The soldiers carefully grabbed the puffing and coughing machine and carried it downstairs, watching their steps. Tsetse tensed up: his time to act was near.
It took the adults a good five minutes to bring the generator to the middle of the arena down the giant stairs. All the way down the General was rushing them to move faster, but the boy noticed that the closer he got to the giants the quieter his words became. By the time they were at their destination he was conversing in whispers, which were constantly drowned out by the humming.
Standing closer to the sleeping giants, the boy could see them more clearly—and he understood that even upon close inspection they remained completely alien to him. Their flesh was not the doing of the boy’s creator—he was sure of as much. It seemed almost impossible that something so big could exist on land without collapsing under its own weight—and yet there they were, with solid forms and thoughts so defined Tsetse could almost hear them.
He could see that the villagers, revived by the power of the herb, were nothing but a mere symptom, a twisted and muddy reflection of what the actual masters of the Keep were—both in form and essence.

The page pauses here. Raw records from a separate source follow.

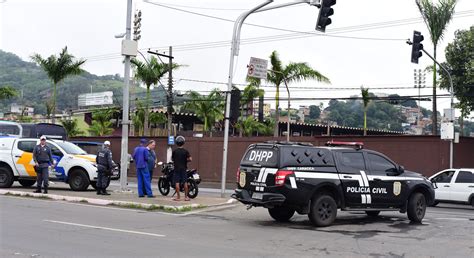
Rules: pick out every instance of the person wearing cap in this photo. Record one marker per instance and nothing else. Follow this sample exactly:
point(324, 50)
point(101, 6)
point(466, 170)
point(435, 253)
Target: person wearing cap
point(43, 159)
point(140, 156)
point(104, 168)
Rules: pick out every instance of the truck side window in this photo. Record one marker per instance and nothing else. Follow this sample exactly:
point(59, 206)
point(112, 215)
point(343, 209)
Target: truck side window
point(465, 177)
point(381, 164)
point(444, 177)
point(26, 146)
point(353, 160)
point(54, 150)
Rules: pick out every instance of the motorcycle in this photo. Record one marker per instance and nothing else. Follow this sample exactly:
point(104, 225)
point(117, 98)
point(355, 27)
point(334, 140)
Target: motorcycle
point(165, 183)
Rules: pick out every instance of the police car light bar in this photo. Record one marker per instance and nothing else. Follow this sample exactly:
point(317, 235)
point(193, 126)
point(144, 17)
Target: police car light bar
point(356, 145)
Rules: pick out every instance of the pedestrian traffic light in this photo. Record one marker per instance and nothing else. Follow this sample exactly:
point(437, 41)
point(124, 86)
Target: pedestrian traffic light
point(324, 12)
point(416, 47)
point(234, 105)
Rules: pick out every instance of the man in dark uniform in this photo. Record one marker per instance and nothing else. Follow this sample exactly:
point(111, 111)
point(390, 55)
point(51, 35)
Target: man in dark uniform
point(180, 158)
point(43, 160)
point(104, 168)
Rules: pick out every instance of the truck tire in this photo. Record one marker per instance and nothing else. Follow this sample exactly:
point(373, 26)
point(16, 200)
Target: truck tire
point(78, 180)
point(6, 177)
point(416, 207)
point(281, 213)
point(26, 182)
point(323, 210)
point(372, 213)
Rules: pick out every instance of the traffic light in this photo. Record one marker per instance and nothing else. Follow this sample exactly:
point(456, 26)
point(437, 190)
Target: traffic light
point(324, 12)
point(416, 47)
point(136, 25)
point(234, 105)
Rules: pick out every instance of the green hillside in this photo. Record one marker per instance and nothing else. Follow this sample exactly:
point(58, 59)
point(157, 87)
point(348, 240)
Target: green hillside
point(37, 88)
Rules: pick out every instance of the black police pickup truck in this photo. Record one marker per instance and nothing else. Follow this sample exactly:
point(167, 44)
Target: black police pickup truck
point(289, 177)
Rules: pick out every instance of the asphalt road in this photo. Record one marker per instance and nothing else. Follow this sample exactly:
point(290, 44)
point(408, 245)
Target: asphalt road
point(42, 228)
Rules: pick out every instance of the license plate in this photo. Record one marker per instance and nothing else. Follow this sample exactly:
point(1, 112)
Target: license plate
point(258, 196)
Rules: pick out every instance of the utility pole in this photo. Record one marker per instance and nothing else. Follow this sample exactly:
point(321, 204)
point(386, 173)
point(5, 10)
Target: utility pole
point(169, 97)
point(125, 108)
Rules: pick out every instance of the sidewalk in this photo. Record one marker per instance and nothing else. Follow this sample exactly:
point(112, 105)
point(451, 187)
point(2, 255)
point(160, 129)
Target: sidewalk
point(206, 198)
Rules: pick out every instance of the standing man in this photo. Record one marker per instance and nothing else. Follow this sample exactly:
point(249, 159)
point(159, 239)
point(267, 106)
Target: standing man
point(140, 155)
point(180, 158)
point(43, 160)
point(104, 168)
point(151, 161)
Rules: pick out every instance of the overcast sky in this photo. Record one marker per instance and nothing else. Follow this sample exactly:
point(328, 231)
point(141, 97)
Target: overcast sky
point(351, 54)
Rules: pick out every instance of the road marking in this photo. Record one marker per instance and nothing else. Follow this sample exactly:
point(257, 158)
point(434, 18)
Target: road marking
point(104, 228)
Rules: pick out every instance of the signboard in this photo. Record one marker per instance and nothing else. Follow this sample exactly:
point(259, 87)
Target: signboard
point(257, 68)
point(171, 140)
point(96, 99)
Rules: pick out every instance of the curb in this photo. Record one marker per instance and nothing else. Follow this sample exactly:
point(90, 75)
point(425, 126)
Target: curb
point(125, 204)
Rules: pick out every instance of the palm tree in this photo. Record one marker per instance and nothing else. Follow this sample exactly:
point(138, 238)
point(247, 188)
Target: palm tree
point(150, 73)
point(365, 100)
point(72, 128)
point(7, 92)
point(436, 18)
point(101, 124)
point(209, 109)
point(57, 69)
point(293, 72)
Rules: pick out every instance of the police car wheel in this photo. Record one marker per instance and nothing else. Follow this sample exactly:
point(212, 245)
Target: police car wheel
point(323, 210)
point(416, 207)
point(26, 182)
point(6, 177)
point(78, 180)
point(163, 187)
point(372, 213)
point(281, 213)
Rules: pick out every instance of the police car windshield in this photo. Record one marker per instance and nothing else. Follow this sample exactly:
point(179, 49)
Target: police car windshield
point(71, 148)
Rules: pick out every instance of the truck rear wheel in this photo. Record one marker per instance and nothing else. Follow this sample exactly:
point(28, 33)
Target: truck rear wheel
point(78, 180)
point(281, 213)
point(323, 210)
point(416, 207)
point(6, 177)
point(26, 182)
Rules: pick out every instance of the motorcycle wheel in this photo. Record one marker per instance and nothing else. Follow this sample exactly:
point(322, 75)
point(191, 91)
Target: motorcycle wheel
point(163, 186)
point(193, 189)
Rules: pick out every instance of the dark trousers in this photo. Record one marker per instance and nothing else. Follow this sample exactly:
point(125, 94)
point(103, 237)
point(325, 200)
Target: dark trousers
point(143, 176)
point(42, 177)
point(102, 180)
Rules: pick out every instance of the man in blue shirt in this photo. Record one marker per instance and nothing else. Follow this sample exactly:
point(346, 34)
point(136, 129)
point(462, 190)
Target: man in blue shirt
point(140, 155)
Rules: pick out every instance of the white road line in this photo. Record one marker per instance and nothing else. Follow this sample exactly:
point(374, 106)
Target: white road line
point(104, 228)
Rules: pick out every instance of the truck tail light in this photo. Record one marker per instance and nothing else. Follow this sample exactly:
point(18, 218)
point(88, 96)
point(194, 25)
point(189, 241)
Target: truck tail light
point(281, 176)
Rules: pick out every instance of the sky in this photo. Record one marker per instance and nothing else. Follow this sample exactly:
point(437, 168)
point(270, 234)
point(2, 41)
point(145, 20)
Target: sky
point(364, 45)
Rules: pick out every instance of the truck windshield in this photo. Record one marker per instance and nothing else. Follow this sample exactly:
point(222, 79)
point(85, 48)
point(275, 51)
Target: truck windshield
point(71, 148)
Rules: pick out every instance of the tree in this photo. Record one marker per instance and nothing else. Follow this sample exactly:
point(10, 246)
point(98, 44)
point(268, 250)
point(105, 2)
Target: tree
point(436, 18)
point(72, 128)
point(460, 64)
point(209, 109)
point(101, 124)
point(150, 73)
point(365, 101)
point(57, 69)
point(7, 92)
point(293, 72)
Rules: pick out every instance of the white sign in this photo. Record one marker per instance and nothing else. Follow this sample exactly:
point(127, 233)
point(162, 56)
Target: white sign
point(257, 68)
point(447, 131)
point(96, 99)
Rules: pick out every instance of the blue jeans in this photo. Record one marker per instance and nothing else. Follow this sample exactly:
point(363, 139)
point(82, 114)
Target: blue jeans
point(143, 176)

And as the General was carefully approaching the platform where the herb grew, the boy squeezed his weapon: he couldn’t allow something so terrible fall into the man’s hands. Who knew what other properties he’d be able to unlock.
But he didn’t get a chance to raise his gun and take a shot—someone beat him to it.
A shot thundered across the arena, its shape perfectly capturing the sound and reproducing it a hundred times, until it was impossible to tell where it originated from. One of the soldiers fell to the ground, quickly losing blood from the wound on his head. Before anyone realized what had happened, a second one fired, and another soldier grabbed his shoulder.
“Stop shooting!” the General shouted, thinking that it was the work of one of his men. But his soldiers were as confused as he was—taking into account where they were, they expected anything else but shooting.
More shots followed, and although the soldiers had nowhere to hide not all of the bullets found their target. Two more soldiers fell to the ground with fatal wounds, but the next shot only scratched its target, and the shot after it missed completely.
Turning around, Tsetse noticed the short bursts of gunpowder igniting at the top of the slope. He didn’t see the shooter, but he suspected that it was one of the survivors of the General’s onslaught who wanted his revenge. The villagers had never shown a tendency to use firearms.